Pada bulan April, sejumlah mahasiswa yang tergabung dalam Koalisi Mahasiswa Indonesia (Komando) mendatangi gedung KPK. Mereka mendesak lembaga anti rasuah itu mengusut tuntas dugaan kasus korupsi Tol Laut dan Kapal Perintis yang dikerjakan oleh PT Pelni. Mereka menyayangkan penyelidikan di Polda yang mandek hingga saat ini sehingga perlu diambil alih oleh KPK.

Menanggapi tuntutan tersebut, juru bicara KPK Ali Fikri mengatakan, pihaknya membutuhkan bukti-bukti otentik untuk membuka suatu penyelidikan baru. Sampai saat ini, kata dia, KPK belum memiliki bukti kuat untuk membuka kasus baru yang melibatkan PT Pelni dalam proyek Tol Laut.

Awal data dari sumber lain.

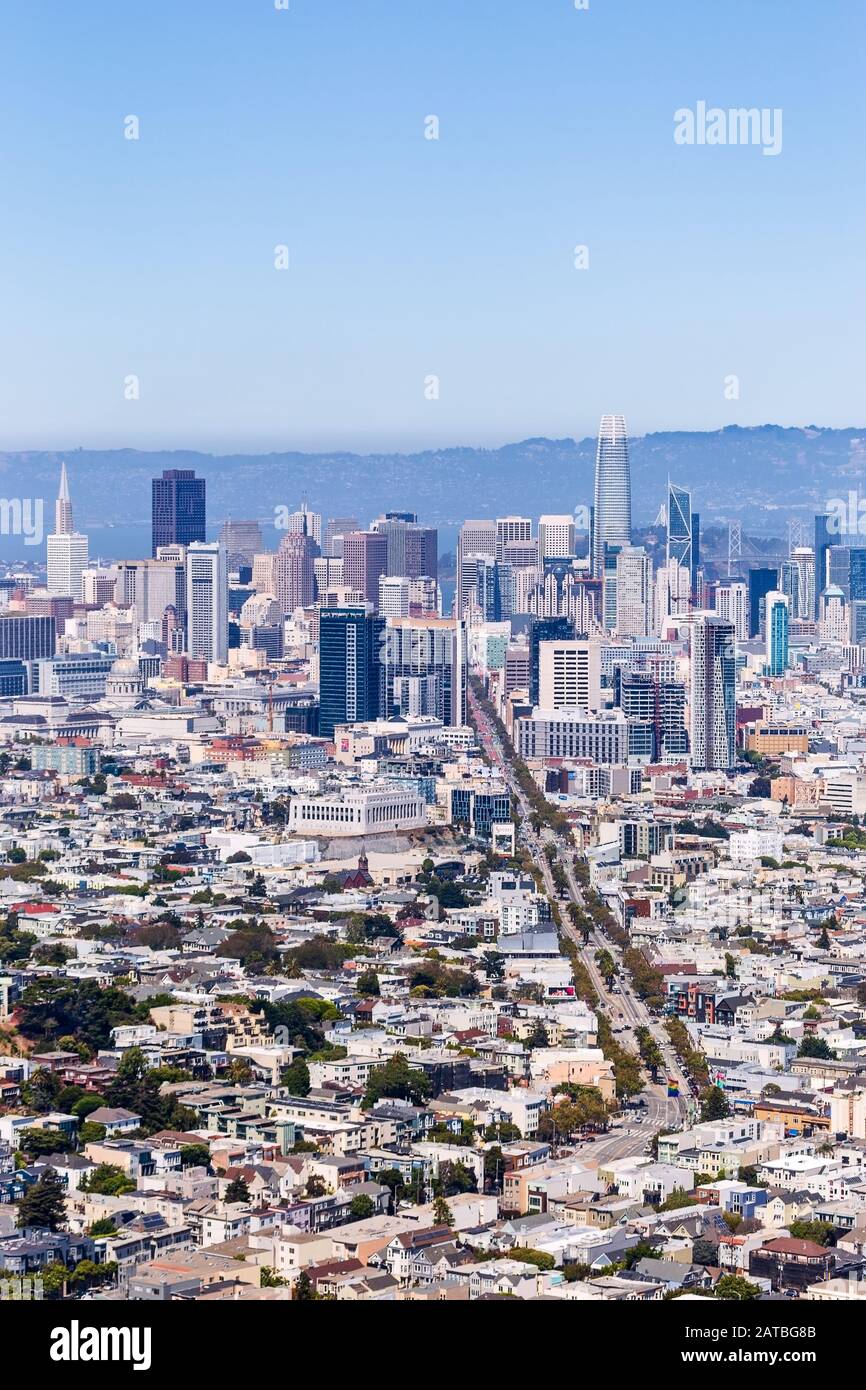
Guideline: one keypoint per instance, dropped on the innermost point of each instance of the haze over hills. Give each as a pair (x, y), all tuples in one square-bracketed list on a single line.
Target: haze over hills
[(731, 473)]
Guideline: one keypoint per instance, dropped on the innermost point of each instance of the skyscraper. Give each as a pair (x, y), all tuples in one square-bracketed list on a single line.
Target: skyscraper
[(242, 541), (207, 602), (177, 505), (509, 530), (558, 628), (777, 633), (823, 540), (761, 583), (612, 510), (67, 549), (633, 592), (426, 667), (476, 538), (293, 571), (364, 559), (350, 679), (712, 697), (555, 537), (570, 676)]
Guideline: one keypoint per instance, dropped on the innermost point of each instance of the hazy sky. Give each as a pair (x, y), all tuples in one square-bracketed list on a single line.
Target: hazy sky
[(413, 257)]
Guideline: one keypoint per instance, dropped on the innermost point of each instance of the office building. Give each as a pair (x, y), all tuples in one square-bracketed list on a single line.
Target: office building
[(633, 592), (510, 530), (569, 676), (178, 509), (612, 509), (776, 623), (27, 637), (759, 581), (733, 603), (207, 602), (477, 538), (364, 560), (335, 530), (712, 692), (573, 733), (824, 537), (295, 570), (833, 615), (558, 628), (350, 673), (555, 537), (424, 667), (67, 548), (242, 541)]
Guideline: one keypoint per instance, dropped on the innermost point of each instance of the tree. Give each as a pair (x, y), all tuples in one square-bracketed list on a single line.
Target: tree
[(734, 1286), (715, 1104), (396, 1080), (195, 1155), (303, 1290), (455, 1179), (533, 1257), (103, 1228), (296, 1077), (237, 1191), (704, 1253), (442, 1212), (107, 1180), (677, 1200), (43, 1204)]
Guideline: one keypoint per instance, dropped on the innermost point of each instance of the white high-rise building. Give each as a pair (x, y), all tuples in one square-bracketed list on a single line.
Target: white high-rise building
[(394, 595), (510, 530), (633, 592), (833, 615), (306, 520), (713, 692), (569, 676), (207, 602), (66, 548), (612, 516), (733, 603), (555, 537), (477, 538)]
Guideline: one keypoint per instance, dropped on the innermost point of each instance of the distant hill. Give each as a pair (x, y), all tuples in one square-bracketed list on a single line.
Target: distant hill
[(758, 474)]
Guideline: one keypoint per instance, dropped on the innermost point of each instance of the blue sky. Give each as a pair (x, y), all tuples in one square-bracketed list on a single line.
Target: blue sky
[(412, 257)]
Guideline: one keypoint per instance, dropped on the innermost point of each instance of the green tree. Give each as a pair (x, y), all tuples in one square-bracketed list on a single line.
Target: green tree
[(109, 1180), (296, 1077), (715, 1104), (734, 1286), (396, 1080), (237, 1191), (442, 1212), (43, 1204), (195, 1155)]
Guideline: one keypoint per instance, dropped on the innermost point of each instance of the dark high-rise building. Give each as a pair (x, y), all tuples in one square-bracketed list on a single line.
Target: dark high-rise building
[(364, 560), (350, 674), (27, 638), (713, 692), (13, 679), (177, 508), (649, 699), (823, 540), (546, 630), (761, 583)]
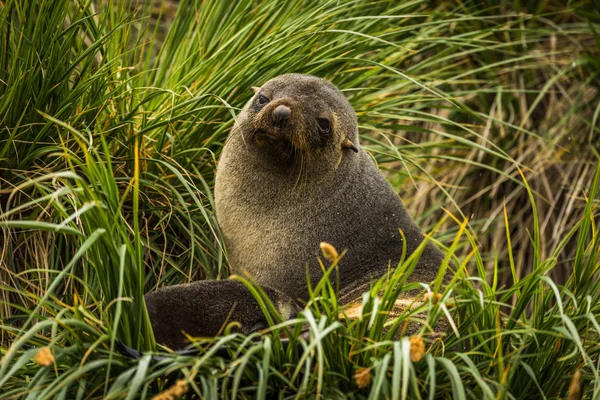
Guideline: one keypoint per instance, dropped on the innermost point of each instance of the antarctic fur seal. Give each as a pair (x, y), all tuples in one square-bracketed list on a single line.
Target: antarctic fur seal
[(204, 308), (292, 174)]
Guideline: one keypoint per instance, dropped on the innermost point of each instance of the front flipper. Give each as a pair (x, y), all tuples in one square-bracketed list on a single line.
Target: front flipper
[(204, 308)]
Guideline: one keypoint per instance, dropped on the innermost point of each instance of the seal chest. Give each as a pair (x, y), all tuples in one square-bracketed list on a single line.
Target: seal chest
[(292, 175)]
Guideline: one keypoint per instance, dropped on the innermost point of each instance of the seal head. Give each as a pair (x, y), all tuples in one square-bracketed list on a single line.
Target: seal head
[(299, 124)]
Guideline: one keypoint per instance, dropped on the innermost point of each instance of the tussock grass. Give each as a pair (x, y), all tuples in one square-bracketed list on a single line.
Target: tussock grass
[(483, 116)]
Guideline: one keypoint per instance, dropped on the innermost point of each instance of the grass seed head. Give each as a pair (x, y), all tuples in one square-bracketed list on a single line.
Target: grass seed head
[(435, 297), (329, 252), (417, 348), (362, 377), (44, 357), (177, 390), (575, 389)]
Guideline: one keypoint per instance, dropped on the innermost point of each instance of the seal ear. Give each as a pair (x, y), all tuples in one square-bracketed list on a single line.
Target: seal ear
[(347, 144)]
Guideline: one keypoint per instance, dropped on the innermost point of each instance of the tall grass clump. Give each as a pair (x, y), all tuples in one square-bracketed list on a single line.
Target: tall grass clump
[(483, 116)]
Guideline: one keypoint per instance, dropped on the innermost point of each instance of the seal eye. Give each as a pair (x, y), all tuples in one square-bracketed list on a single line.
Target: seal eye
[(262, 99), (324, 125)]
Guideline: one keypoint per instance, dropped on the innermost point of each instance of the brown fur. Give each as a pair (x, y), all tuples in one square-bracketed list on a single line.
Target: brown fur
[(204, 308), (281, 191)]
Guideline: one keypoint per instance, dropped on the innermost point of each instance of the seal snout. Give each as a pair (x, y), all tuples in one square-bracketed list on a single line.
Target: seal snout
[(281, 115)]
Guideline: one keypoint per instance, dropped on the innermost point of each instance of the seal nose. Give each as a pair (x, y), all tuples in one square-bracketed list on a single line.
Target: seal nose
[(281, 114)]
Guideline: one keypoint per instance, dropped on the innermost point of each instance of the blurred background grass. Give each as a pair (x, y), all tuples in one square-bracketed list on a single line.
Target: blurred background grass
[(113, 115)]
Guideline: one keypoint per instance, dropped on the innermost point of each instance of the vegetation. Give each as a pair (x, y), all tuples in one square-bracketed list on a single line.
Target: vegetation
[(484, 116)]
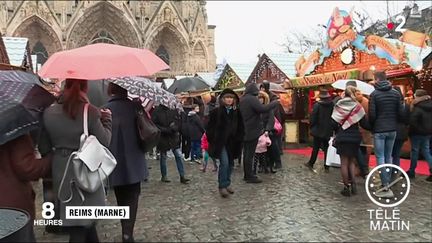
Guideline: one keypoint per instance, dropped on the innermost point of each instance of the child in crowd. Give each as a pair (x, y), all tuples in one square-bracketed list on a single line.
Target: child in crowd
[(260, 153), (204, 146)]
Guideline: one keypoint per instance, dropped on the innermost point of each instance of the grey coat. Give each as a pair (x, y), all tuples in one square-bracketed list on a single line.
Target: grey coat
[(64, 133), (131, 163)]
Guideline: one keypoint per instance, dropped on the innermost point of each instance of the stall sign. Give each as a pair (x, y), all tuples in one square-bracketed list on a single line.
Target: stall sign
[(323, 79)]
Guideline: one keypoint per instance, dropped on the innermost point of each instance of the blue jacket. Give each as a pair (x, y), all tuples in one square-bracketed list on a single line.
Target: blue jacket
[(385, 108), (131, 163)]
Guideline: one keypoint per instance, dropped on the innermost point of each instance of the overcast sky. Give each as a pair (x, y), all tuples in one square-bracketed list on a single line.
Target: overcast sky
[(246, 28)]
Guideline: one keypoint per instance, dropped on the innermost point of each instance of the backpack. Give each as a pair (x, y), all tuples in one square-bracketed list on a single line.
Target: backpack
[(91, 164), (148, 133)]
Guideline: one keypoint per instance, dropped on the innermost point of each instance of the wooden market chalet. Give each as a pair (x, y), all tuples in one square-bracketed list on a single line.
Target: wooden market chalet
[(349, 55)]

"Intinya jika bukti tersebut kuat, KPK pasti akan melakukan penyidikan lebih lanjut," kata Ali saat dihubungi Law Justice.

Ali mengatakan, sejauh ini PT Pelni sudah bekerja sama dengan KPK untuk membangun sebuah sistem bersama demi mewujudkan prinsip good corporate governance sebagai upaya pencegahan tindak pidana korupsi. Namun hal tersebut tidak mencegah lembaga itu membuka penyelidikan dugaan korupsi.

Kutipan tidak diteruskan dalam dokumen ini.